About IFVs proactively engaging enemy's MBTs, it is usually done by specialized IFVs only.
To effectively and with some chance of survival engage an MBT, you need to have at hand a suitable cover.
Usually, in any mechanized infantry unit, some IFVs are tasked both with fire support and MBT's hunting roles: those are the IFVs that are likely to engage enemy's MBTs trying either to accomplish a mission kill or to fix them until better suited weapons take them out.
About ATGM, usually they travel at relatively slow speeds: a HOT or a TOW missile, traveling at 300 m/s, gives an MBT at just 2 km around six seconds to return fire, and even an HEAT travels at four times that speed.
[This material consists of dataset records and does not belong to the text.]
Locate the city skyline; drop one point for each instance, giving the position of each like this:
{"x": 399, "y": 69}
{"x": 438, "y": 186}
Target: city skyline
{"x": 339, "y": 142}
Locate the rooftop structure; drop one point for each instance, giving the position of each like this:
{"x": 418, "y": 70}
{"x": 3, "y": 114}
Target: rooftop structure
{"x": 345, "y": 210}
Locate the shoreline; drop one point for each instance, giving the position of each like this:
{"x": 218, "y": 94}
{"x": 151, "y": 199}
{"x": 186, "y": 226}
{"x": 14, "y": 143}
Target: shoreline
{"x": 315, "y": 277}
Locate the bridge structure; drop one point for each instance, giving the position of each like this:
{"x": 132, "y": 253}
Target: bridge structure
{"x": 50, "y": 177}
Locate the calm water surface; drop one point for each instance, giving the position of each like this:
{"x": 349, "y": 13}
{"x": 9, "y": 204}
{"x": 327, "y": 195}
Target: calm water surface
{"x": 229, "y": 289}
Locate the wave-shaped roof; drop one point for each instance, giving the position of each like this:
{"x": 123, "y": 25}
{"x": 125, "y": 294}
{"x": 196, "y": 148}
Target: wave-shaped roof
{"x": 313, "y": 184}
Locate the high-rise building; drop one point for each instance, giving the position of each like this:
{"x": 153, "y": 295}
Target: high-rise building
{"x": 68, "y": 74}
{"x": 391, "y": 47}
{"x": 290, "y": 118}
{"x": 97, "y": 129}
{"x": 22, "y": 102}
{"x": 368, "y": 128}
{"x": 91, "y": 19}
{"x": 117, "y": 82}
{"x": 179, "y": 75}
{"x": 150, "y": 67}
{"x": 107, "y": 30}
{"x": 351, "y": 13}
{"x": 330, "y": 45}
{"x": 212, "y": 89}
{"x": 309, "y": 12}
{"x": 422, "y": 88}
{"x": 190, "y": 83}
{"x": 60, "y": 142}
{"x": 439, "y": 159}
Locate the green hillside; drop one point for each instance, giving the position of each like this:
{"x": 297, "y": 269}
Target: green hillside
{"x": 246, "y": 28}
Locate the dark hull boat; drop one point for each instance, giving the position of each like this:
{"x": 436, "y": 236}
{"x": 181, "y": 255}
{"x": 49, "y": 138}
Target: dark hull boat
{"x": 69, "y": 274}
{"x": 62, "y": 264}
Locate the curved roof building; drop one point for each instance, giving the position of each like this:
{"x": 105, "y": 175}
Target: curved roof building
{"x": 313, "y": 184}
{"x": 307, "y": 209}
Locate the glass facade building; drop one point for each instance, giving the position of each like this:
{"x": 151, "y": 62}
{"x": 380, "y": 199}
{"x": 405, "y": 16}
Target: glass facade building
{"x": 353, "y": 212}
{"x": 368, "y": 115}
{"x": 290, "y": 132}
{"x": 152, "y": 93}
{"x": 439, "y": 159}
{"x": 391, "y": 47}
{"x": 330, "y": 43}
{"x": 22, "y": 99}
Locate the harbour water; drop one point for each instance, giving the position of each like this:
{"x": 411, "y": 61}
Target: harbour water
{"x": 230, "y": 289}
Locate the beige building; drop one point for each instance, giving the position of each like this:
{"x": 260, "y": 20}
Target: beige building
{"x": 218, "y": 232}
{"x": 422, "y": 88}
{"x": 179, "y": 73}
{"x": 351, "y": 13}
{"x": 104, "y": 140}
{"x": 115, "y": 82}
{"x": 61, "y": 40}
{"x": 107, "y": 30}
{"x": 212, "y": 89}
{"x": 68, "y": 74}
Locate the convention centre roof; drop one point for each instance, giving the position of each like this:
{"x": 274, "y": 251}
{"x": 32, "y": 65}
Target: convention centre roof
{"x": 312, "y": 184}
Fire and forget missiles, like Javelin and Spike, have quite dramatically changed the risks, still a suitable cover is needed to avoid counter fire, and IFVs trying to deliver their own infantry usually do not take to have that suitable cover at hand for granted.
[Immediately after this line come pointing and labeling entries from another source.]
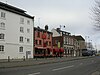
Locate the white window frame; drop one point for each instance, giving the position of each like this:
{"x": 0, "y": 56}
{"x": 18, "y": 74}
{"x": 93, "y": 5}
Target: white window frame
{"x": 28, "y": 40}
{"x": 22, "y": 20}
{"x": 28, "y": 30}
{"x": 1, "y": 48}
{"x": 22, "y": 29}
{"x": 28, "y": 22}
{"x": 2, "y": 25}
{"x": 2, "y": 36}
{"x": 21, "y": 49}
{"x": 21, "y": 39}
{"x": 3, "y": 15}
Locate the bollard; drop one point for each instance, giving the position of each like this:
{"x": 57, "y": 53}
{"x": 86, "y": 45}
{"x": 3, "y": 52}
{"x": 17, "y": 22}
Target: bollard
{"x": 8, "y": 58}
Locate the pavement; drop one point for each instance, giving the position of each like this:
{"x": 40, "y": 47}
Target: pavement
{"x": 31, "y": 62}
{"x": 87, "y": 66}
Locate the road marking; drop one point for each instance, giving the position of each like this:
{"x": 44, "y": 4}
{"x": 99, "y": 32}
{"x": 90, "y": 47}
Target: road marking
{"x": 63, "y": 68}
{"x": 34, "y": 73}
{"x": 81, "y": 63}
{"x": 92, "y": 61}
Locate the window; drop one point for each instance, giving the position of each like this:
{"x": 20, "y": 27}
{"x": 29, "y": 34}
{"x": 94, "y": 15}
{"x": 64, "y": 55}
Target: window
{"x": 28, "y": 30}
{"x": 48, "y": 36}
{"x": 1, "y": 48}
{"x": 2, "y": 25}
{"x": 2, "y": 36}
{"x": 28, "y": 22}
{"x": 49, "y": 43}
{"x": 28, "y": 40}
{"x": 21, "y": 39}
{"x": 40, "y": 42}
{"x": 36, "y": 42}
{"x": 20, "y": 49}
{"x": 38, "y": 34}
{"x": 22, "y": 29}
{"x": 56, "y": 41}
{"x": 3, "y": 15}
{"x": 22, "y": 20}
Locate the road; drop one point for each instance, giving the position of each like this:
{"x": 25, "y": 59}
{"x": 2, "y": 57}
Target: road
{"x": 90, "y": 66}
So, the choice to have most of the electronics protected by relatively thin armour, while having most vital items very heavily protected without reaching enormous masses, makes perfect sense.
In the worst case, a small caliber autocannon will accomplish a mission kill, but the slightest wrong decision by an IFV's commander will lead to the loss of the IFV, its three men crew and more or less all of the infantrymen onboard.
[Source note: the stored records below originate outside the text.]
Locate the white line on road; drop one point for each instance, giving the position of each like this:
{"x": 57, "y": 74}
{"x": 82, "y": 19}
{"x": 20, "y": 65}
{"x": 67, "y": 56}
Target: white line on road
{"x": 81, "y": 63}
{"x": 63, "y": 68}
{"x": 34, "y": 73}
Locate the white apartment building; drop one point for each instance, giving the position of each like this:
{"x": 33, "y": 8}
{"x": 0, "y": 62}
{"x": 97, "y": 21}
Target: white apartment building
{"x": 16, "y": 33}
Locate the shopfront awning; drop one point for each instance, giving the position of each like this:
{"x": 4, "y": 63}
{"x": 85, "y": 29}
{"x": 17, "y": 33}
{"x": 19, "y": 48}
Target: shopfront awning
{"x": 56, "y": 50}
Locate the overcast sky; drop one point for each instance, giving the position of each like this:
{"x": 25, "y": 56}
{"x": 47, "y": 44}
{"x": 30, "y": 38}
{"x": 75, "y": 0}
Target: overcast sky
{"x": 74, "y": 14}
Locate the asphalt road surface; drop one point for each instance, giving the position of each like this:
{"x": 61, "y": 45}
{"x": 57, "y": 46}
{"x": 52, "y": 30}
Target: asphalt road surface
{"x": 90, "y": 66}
In the best case, such engagement will only destroy or damage some sensors without hampering the MBT's ability to continue its mission, but if confronted by enemy's MBTs the Armata will offer a relatively small and heavily armoured target while most of the enemy's silhouette will make a useful target to kill the crew.
The real point is what are the electronics hosted in the outer part of the turret.
f they are not mission critical, their loss will result in a reduction of the MBT's efficiency but without making a mission's kill.